In vitro insulin is also a growth-promoting hormone with mitogenic effects in both normal and malignant breast tissues (Lippman and Bolan, 1975; Cannata et al, 2010).

Another mechanism could be chronic hyperglycaemia that could increase the breast cancer risk, for instance, via the Warburg effect (Warburg, 1930; Brown and Simpson, 2010), that is, the mechanism by which cancer cells predominantly produce energy by a high rate of glycolysis in the cytosol rather than by glycolysis followed by the oxygen-dependent Krebbs cycle in mitochondria. But reviews of randomised trials showed no reduction in the risk of cancer with more intense glycaemic control of type 2 diabetes patients (Johnson and Bowker, 2011).

In summary, this meta-analysis found a significant increased risk of breast cancer among women with diabetes. The association between diabetes and breast cancer risk seemed to be restricted to post-menopausal women. The main factor influencing SRR is adiposity (as measured by the BMI). Studies that adjusted for BMI found lower SRRs than studies that did not adjust for this factor. The meta-regression analysis did not find that the difference in SRR between BMI-adjusted and non-adjusted studies was significant. However, because of considerable heterogeneity of results of studies that did not adjust, the meta-regression analysis is of limited power. Most studies adjusted for BMI by introducing the variable BMI as a continuous variable, which assumes a linear effect between BMI and breast cancer risk. However, there is no evidence that the assumption of a simple linear or a log-linear relationship between BMI and breast cancer risk is real, in particular when BMI is less than 25 (IARC, 2002).

It is also worth considering the hypothesis by which type 2 diabetes would be a marker of the adiposity–breast cancer association rather than being a genuine causation of this cancer.

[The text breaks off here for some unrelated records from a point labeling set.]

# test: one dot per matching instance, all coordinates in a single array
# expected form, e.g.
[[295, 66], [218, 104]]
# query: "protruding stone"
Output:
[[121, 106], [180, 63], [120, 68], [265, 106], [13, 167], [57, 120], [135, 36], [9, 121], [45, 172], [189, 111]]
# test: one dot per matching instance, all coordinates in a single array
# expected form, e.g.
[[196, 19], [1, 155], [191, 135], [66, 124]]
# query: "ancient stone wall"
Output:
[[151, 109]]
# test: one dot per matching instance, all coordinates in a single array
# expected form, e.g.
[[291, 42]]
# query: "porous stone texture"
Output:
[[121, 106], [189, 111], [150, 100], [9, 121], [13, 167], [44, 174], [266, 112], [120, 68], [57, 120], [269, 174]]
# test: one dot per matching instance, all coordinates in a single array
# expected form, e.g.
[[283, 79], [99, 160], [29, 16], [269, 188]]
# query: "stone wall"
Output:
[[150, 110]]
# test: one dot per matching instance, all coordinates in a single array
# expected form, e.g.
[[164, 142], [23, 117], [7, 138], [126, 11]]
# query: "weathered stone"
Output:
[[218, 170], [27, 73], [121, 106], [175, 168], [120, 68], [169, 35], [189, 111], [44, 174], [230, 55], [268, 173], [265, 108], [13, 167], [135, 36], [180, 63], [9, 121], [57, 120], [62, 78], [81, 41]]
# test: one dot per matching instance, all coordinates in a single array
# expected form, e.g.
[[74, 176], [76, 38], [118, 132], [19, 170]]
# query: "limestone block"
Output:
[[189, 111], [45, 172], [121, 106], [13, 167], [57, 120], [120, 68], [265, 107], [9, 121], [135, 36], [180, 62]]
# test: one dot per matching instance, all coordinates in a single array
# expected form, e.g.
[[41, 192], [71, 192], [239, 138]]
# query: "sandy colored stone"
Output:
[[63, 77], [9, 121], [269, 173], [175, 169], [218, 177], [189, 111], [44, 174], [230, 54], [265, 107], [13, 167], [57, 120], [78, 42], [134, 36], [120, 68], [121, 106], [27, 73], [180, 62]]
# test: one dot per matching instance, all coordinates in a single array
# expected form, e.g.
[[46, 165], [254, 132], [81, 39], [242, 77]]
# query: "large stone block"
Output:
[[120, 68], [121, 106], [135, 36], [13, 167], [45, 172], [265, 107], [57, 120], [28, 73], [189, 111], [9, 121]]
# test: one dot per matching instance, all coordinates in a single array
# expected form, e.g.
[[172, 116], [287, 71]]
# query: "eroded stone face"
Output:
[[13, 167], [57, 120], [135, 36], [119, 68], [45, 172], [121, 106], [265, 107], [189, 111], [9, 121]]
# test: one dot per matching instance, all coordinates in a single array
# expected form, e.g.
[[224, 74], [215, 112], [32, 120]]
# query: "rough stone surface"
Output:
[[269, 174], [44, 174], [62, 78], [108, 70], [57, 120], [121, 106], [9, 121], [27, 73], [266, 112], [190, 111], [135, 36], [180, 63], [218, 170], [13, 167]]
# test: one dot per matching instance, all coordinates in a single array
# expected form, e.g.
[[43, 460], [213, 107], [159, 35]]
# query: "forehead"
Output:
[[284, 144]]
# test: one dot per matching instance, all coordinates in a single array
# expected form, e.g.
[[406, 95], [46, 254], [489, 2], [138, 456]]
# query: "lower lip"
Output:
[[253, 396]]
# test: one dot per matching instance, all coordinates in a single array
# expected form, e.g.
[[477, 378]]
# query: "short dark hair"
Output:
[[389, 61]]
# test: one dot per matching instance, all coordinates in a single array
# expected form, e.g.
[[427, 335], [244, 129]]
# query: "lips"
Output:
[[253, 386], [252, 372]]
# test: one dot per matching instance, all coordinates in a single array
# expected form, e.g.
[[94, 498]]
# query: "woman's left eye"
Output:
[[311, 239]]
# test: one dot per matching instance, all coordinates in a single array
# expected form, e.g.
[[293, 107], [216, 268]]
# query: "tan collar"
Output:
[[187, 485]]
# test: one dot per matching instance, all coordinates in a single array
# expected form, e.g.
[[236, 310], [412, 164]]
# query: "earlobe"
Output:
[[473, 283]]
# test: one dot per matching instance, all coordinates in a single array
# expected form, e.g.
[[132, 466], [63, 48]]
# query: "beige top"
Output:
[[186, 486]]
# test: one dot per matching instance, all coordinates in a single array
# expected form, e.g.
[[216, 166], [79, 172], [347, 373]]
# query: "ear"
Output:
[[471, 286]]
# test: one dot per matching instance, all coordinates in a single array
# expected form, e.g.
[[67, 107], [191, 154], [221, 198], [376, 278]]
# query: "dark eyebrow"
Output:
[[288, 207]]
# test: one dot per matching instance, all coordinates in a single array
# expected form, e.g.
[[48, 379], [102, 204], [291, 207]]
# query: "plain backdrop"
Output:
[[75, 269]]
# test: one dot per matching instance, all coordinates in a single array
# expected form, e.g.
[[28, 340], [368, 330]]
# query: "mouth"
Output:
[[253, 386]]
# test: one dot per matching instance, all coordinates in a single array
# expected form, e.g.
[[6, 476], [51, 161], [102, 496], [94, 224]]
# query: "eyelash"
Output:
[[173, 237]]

The risk of breast cancer is increased in obese post-menopausal women by around 50%, whereas it is marginally reduced in pre-menopausal obese women (IARC, 2002). This risk pattern is similar to that obtained by our meta-analysis observed for diabetes and breast cancer. Hence, BMI could be acting like a classic confounder being related to both the exposure (diabetes) and the outcome (breast cancer).